Случилось так, что его судимость состоялась всего за несколько месяцев до начала войны, когда из Седлецка его перевели в смоленскую тюрьму. После ожесточенного сражения под Смоленском гитлеровцам 16 июля 1941 года удалось ворваться в город. Все осужденные уголовники были тотчас же освобождены, а судебные дела их переданы в гестапо. Многие стали полицаями. Мухин, отбывавший заключение за вооруженный грабеж в сберкассе, получил высокое назначение в гестаповской карательной администрации, а вот Фролова оккупанты недооценили: бывший счетовод советской потребительской кооперации заслужил только местечко делопроизводителя в городской управе. Правда, и здесь можно было поживиться на взятках и подачках, но до миллиона было далеко, как до господа бога в лице местного гауляйтера.

В конце концов оккупанты, ищущие агентов для борьбы с партизанскими группами, рассеянными вдоль железных дорог, ведущих к Смоленску, забросили Мухина и Фролова в лес для присоединения к одному из таких партизанских отрядов, конечно, с фальшивыми документами и легендами. В скитаниях по лесу Мухин сфабрикованные документы потерял, но Фролов сохранил и поддельную бумажку, и деньги. Случай свел обоих с отрядом Глебовского, и судьба их известна. Но даже при воссоединении с наступающими советскими войсками припрятанные деньги Фролову удалось сохранять.

Война, как это ни странно, оказалась для него источником дальнейшего обогащения. Гражданская специальность Фролова привела его в интендантскую часть, и первым его трофеем была продажа грузовика с американской тушенкой. Купил ее некий Шинберг, интендант в капитанском звании, тут же реализовавший покупку на черном рынке в освобожденном Смоленске. Жулик жулика видит издалека, и Шинберг сразу же оценил Фролова. Аферы по искусно подделанным документам продолжались безнаказанно. В конце войны оба интенданта-мошенника орудовали в тылах Советской Армии в Германии, вывозя все, что удавалось похитить в брошенных немецкими богатеями поместьях: от трофейных автомашин до фарфоровых сервизов. Но вот на мине где-то в Силезии подорвался вместе с автомашиной Шинберг, Фролову же повезло. Все похищенное двумя интендантами с липовыми документами перешло в руки перекупщиков в тыловой Одессе, в Киеве и даже в Москве.

Первая же деноминация советской денежной системы, ограничивающая сумму обменивавшихся денег, буквально в одну ночь разорила Фролова. Не мог же он явиться в обменный пункт с огромным венгерским чемоданом, до застежек набитым денежными кредитками — уж сколько их там было, он не считал, но больше миллиона наверняка. И расстался он с ними у мусорного ящика в первом же проходном дворе на Арбате, даже не вздохнув и не обернувшись. Был миллион, нет миллиона. Что поделаешь, ведь Остап Бендер, потеряв столько же, тоже не плакал.

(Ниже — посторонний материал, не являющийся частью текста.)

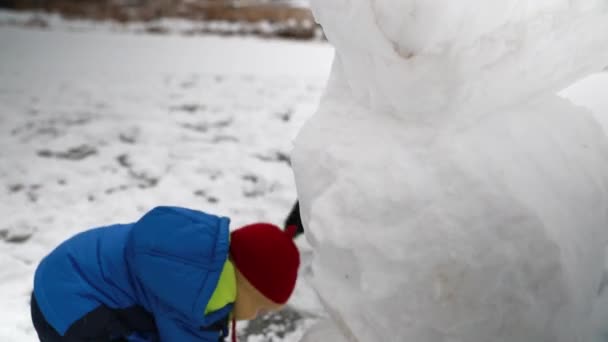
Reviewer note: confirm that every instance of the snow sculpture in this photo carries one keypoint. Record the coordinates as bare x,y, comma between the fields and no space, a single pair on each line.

В этом же дворе у тех же мусорных ящиков он и встретил Мухина с чемоданом такого же объема. Встретил впервые с того дня, когда они расстались в разделившемся партизанском отряде. Встретились, узнали друг друга — дворовый фонарь позволил, — остановились.

— Фрол? — спросил Мухин.

— Я, — сказал Фролов.

— Выбросил свои?

— Выбросил. Не идти же сдавать.

— Верно. Подожди-ка меня, я свои с чемоданом оставлю. Да и свой брось, на черта он тебе сдался.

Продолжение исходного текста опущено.